Closed zhiweihu1103 closed 2 years ago
We follow the “Filter” setting proposed by Bordes et at. [1] during evaluation. For Each test sample (e, t) in the test set, we first calculate the relevance score between e and every type, then rank all the types in descending order of relevance score. All the known types of e in the training, validation and test sets are removed from the ranking.
A more rigorous experimental setting is to only filter the (entity, type) tuples that appear in the training and validation sets during validation (still using the original “Filter” settings during testing). According to our experiment, this setting does not bring significant change to the results:
Dataset | FB15kET | YAGO43kET |
---|---|---|
MRR | 0.702 | 0.502 |
MR | 18 | 242 |
Hit@1 | 0.621 | 0.400 |
Hit@3 | 0.746 | 0.562 |
Hit@10 | 0.859 | 0.689 |
Please feel free to contact us if you have any other questions.

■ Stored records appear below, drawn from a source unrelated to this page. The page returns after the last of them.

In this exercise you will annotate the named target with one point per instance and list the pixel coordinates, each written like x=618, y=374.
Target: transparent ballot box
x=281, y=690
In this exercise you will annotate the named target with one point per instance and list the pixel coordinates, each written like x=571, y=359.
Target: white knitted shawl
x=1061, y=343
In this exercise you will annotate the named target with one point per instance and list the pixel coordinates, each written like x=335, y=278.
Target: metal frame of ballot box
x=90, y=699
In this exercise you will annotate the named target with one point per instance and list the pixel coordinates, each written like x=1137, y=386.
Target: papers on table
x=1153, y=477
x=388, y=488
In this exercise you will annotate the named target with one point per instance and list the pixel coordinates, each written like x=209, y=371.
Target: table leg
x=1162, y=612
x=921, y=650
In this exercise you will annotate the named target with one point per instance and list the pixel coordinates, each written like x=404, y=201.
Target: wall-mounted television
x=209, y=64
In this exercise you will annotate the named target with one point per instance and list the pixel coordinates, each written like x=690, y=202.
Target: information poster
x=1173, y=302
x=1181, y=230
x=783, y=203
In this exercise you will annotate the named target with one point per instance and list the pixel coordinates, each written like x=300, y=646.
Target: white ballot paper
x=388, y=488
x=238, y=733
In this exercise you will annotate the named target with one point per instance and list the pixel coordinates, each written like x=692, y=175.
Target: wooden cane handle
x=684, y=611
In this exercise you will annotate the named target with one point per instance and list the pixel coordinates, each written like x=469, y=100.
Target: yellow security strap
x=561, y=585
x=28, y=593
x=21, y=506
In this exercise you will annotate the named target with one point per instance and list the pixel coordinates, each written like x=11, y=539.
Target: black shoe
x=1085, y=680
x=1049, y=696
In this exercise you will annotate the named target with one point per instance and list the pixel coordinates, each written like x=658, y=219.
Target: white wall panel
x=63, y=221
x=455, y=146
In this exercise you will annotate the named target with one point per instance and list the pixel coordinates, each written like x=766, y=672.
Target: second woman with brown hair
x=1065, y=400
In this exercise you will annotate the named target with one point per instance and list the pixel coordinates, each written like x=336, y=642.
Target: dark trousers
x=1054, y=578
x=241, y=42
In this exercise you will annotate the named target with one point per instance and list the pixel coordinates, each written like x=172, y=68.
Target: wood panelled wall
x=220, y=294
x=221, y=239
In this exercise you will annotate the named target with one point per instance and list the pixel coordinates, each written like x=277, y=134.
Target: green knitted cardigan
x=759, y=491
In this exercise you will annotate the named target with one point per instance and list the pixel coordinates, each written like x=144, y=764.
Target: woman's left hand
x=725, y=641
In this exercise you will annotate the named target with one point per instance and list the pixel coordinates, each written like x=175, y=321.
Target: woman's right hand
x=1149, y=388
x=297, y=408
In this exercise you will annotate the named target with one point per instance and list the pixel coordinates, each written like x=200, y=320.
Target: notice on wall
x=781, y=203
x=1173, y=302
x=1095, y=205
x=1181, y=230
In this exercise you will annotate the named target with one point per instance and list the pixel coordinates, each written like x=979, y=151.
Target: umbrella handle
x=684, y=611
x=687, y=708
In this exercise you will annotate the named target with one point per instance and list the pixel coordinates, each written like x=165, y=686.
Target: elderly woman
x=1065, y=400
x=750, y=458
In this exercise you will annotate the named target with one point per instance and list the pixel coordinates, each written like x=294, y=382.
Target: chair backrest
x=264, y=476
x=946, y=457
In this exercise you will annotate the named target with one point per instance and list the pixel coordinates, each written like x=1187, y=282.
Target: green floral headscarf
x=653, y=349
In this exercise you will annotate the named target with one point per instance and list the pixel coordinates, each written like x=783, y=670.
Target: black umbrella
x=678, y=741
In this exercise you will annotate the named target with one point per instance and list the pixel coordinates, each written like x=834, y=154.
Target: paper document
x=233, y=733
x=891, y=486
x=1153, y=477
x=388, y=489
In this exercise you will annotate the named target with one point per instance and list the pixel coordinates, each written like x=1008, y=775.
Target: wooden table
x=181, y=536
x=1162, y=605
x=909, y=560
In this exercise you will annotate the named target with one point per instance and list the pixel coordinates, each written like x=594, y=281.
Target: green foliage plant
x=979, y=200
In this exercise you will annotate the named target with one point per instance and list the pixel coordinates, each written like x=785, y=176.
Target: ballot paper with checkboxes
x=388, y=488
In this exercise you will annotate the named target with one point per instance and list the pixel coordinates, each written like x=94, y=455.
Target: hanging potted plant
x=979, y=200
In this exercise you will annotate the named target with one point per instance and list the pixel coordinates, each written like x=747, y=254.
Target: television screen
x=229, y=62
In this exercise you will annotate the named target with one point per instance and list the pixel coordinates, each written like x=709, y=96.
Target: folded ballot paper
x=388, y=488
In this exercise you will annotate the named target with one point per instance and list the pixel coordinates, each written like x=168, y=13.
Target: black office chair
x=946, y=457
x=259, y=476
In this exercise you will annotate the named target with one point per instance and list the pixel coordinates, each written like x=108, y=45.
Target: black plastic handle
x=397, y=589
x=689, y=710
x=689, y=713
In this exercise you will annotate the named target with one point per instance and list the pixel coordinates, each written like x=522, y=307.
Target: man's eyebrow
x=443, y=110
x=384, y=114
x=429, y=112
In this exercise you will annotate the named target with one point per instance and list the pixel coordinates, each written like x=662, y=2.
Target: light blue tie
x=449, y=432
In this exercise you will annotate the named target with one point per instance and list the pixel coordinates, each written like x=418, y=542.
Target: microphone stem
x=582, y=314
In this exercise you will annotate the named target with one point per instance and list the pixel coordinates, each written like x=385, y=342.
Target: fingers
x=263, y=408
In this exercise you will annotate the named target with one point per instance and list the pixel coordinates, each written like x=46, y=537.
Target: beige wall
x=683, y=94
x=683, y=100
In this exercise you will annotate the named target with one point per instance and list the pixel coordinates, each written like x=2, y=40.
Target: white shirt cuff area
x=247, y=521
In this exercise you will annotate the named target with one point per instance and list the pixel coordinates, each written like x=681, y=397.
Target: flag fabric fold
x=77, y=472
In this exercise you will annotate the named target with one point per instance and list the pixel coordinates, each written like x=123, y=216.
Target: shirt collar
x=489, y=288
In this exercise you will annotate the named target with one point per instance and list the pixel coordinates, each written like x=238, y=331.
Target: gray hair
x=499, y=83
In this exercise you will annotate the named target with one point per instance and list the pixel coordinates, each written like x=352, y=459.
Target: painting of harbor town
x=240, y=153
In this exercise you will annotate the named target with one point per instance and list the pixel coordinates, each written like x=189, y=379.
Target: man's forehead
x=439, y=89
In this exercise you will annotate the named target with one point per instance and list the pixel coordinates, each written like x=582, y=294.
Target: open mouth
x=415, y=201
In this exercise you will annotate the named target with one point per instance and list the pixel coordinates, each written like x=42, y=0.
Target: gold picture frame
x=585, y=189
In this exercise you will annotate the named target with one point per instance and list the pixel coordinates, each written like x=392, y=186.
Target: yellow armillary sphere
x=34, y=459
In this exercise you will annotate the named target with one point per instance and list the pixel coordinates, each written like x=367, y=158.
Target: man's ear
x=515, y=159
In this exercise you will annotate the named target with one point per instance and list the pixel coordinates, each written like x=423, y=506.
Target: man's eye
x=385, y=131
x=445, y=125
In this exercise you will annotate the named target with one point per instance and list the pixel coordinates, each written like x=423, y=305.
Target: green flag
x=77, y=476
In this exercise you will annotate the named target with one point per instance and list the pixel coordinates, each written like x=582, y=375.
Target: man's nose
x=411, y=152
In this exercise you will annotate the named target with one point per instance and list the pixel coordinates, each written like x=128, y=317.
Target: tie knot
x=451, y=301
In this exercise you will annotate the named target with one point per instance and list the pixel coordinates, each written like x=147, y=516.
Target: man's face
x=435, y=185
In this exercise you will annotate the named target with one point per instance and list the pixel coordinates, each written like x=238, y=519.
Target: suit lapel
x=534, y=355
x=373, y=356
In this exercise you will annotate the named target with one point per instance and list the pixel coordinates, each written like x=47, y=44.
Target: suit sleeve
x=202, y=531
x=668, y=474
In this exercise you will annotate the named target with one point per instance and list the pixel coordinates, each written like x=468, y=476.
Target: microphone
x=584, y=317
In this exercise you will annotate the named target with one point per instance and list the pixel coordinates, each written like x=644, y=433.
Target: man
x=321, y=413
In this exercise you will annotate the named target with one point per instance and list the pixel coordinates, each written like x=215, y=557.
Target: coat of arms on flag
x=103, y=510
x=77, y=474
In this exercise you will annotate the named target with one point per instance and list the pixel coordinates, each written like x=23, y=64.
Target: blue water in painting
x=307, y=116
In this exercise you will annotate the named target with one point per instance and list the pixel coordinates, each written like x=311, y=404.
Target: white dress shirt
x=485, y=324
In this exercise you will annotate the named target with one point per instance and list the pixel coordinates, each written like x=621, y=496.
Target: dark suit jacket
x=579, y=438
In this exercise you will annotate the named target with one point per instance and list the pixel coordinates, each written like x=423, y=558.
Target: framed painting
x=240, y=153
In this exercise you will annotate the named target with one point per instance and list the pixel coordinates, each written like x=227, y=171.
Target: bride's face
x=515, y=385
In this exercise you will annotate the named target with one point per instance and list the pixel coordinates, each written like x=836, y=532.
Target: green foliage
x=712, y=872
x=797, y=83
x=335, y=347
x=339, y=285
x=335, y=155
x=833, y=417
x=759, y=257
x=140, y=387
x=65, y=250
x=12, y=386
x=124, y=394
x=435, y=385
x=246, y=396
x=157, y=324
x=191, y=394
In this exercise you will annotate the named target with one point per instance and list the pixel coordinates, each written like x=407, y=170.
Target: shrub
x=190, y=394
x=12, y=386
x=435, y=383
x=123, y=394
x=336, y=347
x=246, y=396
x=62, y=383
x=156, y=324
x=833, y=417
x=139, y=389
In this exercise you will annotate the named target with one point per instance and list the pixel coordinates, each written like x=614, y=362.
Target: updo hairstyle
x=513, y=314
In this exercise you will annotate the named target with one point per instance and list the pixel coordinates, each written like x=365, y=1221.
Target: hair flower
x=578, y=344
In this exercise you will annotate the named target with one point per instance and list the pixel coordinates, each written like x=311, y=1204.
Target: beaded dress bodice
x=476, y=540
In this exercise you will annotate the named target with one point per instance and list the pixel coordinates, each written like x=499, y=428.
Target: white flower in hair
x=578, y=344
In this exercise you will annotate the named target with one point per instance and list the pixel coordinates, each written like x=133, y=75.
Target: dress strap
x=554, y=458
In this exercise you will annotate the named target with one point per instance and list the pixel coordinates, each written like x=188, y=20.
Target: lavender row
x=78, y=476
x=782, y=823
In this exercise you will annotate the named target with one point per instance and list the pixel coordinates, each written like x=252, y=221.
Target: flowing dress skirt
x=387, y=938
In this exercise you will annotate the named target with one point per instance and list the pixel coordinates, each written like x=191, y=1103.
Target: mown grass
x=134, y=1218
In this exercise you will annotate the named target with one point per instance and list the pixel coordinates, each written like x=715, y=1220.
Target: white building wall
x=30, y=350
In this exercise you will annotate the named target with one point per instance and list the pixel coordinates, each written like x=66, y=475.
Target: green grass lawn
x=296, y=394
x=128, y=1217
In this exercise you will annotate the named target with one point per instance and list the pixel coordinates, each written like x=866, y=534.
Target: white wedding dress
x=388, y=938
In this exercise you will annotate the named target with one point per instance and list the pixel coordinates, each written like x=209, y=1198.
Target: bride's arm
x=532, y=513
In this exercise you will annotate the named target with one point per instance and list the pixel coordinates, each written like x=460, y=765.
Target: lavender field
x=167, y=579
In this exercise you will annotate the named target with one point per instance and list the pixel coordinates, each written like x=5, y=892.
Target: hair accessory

[1] Antoine Bordes, Nicolas Usunier, Alberto Garcia-Duran, Jason Weston, and Oksana Yakhnenko. Translating embeddings for modeling multi-relational data. In Advances in neural information processing systems, pp. 2787–2795, 2013.
Why for valid, you use the all_true as the label? For all_true, there contains the test labels, which may have data leakage.